È la meta di un pellegrinaggio incessante di persone che alzano il ricevitore e compongono il numero, pur sapendo che si tratta solo di un gesto simbolico - per dire ai loro cari scomparsi ciò che in passato hanno taciuto, per mancanza di tempo o di coraggio. In quella cabina ognuno, come Peter Pan, cerca di «ricucire» la propria ombra, con la consapevolezza che «un uomo bastava tacerlo per eliminarlo per sempre. Per questo serviva ricordare le storie». Il confine tra il mondo dei vivi e quello dei morti in questo posto speciale si assottiglia. La presenza del vento è così forte nella narrazione da assumere le caratteristiche e lo spessore di un personaggio vero e proprio: spinge e trasporta le parole, è capace di sussurrare in modo delicato, di suscitare emozioni, ma anche di modificare in modo forte, violento perfino, le traiettorie dei personaggi.

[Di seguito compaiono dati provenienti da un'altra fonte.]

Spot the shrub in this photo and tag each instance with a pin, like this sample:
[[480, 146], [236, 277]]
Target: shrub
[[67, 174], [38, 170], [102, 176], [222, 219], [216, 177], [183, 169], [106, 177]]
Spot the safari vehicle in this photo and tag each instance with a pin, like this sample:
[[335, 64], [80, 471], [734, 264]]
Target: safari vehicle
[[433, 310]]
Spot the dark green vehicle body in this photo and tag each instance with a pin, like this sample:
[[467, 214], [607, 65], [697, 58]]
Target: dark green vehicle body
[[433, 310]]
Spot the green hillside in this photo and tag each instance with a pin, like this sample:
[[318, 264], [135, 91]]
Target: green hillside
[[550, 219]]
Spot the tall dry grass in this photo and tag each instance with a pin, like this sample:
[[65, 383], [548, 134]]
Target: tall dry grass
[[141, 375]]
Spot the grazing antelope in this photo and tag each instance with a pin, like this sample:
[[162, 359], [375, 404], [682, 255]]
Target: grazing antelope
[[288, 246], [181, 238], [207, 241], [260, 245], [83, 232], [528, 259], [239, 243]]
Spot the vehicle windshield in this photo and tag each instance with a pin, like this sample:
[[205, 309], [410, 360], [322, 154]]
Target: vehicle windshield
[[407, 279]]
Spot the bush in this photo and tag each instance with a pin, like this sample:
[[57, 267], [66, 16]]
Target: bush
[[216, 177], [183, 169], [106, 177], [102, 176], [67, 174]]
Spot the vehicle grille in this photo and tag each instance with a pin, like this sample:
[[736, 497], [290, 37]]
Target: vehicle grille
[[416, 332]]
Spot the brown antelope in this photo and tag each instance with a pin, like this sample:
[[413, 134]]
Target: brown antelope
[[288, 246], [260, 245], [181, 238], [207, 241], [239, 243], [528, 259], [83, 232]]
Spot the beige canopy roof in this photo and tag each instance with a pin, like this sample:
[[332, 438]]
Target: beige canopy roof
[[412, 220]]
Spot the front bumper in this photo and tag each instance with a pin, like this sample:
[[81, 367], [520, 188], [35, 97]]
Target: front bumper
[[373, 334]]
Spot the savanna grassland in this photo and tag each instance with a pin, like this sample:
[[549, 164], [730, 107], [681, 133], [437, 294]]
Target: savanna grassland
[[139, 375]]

La protagonista Yui ha perso la madre e la figlia di tre anni nello tsunami dell’11 marzo 2011. Lei per caso o per fortuna si è salvata. Sfollata in una palestra con altre 120 persone («Ma non mi sono mai sentita così sola») ha aspettato per un mese che ritrovassero i corpi prima di avere il coraggio di andarsene lontano, a Tokyo, per tenersi a distanza dal mare. A Bell Gardia incontra Takeshi, un sopravvissuto come lei, lo capisce subito dal «minuscolo angolo buio» che scorge sul suo volto. In lui trova un affetto prezioso e solido. Come lei ha sofferto molto: ha perso la moglie, e sua figlia da quel giorno rifiuta di parlare, perché «nei bambini anche i sentimenti possono farsi materia e spesso si incastrano in gola». Yui si è costruita una solida corazza per tenere il mondo a distanza. Osserva la realtà con prudenza, senza immischiarsi troppo, come se fosse possibile metterla in cornice. A un certo punto però scopre che «forse è il dolore che approfondisce le vite». In quel giardino trova finalmente un po’ di pace, qualcosa nel suo cuore si scioglie. Continua a porsi domande sul senso della vita e sul destino «sotto un cielo pieno di crepe», e per lei alla fine si compie un piccolo miracolo: riscopre il significato dell’amore e della speranza. L’autrice esplora l’arte di curare le ferite dell’anima senza nascondere le cicatrici, perché proprio in esse, e nella loro capacità di rimarginarsi, si nascondono forza e bellezza.